STEM = Science, Technology, Engineering and Mathematics
The emphasis on these four subjects is critical because the United States has lost its competitive edge in these academic areas while other developed countries are soaring ahead. According to the National Academy of Sciences, innovation is largely derived from advances in science and engineering. In order for America to remain competitive in the global marketplace, students must be better prepared in STEM subjects.

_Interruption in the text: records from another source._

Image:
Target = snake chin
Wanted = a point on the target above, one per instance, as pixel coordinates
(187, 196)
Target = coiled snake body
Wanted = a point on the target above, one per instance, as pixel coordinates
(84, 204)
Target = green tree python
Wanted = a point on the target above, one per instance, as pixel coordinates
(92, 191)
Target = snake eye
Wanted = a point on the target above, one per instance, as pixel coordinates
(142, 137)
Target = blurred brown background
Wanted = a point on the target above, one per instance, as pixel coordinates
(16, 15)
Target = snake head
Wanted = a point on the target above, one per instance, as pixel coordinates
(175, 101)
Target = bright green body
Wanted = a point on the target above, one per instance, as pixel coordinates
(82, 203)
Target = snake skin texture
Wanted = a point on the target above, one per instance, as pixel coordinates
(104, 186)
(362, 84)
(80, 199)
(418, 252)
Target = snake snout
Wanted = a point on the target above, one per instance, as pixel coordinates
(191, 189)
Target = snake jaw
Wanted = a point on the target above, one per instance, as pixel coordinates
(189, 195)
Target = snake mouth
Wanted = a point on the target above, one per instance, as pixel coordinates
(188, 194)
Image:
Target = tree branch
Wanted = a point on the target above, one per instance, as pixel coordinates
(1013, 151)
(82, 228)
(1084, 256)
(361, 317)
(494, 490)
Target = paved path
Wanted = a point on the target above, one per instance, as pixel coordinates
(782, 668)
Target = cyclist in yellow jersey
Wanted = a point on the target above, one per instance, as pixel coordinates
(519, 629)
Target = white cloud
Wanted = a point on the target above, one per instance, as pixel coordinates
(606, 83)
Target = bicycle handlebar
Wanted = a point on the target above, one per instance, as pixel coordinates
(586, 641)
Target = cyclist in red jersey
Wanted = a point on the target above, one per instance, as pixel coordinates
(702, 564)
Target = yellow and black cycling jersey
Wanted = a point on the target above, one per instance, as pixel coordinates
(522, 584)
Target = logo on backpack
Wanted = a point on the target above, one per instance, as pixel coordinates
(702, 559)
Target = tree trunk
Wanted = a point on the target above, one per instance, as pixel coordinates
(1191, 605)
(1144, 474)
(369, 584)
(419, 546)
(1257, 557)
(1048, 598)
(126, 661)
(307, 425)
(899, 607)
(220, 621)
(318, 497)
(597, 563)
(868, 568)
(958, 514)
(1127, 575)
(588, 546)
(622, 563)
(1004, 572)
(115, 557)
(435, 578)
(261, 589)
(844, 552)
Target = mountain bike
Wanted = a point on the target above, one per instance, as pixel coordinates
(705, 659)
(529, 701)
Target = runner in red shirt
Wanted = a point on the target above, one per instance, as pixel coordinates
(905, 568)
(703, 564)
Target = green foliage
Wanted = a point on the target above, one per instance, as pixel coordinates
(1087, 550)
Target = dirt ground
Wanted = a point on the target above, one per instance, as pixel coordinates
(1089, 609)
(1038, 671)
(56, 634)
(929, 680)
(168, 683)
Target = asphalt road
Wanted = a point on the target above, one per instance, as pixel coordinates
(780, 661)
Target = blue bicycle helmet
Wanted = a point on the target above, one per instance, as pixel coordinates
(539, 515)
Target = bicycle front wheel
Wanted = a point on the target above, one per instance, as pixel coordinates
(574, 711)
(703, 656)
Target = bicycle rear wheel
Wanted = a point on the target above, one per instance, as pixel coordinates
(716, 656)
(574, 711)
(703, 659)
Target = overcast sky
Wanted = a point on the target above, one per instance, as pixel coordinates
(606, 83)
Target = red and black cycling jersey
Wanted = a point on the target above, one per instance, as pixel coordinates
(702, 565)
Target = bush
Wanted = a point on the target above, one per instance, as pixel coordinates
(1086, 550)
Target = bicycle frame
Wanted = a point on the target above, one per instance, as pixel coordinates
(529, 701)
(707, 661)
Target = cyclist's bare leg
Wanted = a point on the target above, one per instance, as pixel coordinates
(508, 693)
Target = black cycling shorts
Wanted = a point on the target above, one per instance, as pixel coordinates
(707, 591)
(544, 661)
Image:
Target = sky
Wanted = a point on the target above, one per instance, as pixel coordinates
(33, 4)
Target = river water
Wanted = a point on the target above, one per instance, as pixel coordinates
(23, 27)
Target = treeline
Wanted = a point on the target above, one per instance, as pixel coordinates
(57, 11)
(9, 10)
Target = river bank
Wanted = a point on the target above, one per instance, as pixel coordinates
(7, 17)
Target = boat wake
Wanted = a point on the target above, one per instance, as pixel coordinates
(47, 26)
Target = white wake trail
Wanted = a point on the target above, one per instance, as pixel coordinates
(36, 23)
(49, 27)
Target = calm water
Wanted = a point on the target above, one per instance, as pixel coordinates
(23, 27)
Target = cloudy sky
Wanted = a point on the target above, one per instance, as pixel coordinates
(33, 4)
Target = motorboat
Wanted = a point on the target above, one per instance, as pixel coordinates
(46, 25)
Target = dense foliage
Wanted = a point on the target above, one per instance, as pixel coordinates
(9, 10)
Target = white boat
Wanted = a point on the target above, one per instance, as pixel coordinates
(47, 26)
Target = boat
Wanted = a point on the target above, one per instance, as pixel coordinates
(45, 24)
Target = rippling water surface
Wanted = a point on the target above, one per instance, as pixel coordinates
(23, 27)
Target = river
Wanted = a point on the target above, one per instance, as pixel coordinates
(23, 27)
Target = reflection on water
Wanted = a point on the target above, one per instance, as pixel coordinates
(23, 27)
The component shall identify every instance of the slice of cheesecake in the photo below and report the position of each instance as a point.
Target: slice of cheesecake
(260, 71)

Beaumont's success in the sciences during the last several years is a testament to the dedication of preparing students in STEM subjects. Significant progress has been made in preparing students in these areas. Students are given a strong foundation in the basic concepts and an opportunity to develop critical thinking skills and collaboration through inquiry and experimentation. The curriculum has expanded to include a pre-engineering course, and student interest has fueled the Robotics team. The science curriculum stresses the relationship of science and technology to other fields, the importance of ethical decisions, and the impact of science on the past, present and future societies.
One of the recurring messages emerging from the national dialogue about the STEM Crisis is that the US is failing to produce and retain sufficient numbers of qualified math and science teachers. If teachers are not confident and creative in teaching STEM subjects, they cannot generate enthusiasm or passion for STEM in their students. In 2011-2012, Beaumont School was one of only 62 Ohio schools and 356 teachers to receive the Governor's Thomas Edison Award for Excellence in STEM Education. Beaumont was only 1 of 12 schools to receive the maximum median score of 10 points. Seven of Beaumont's STEM teachers were recognized with this award, which sends a clear message that Beaumont's teachers value inquiry-based science and technology education.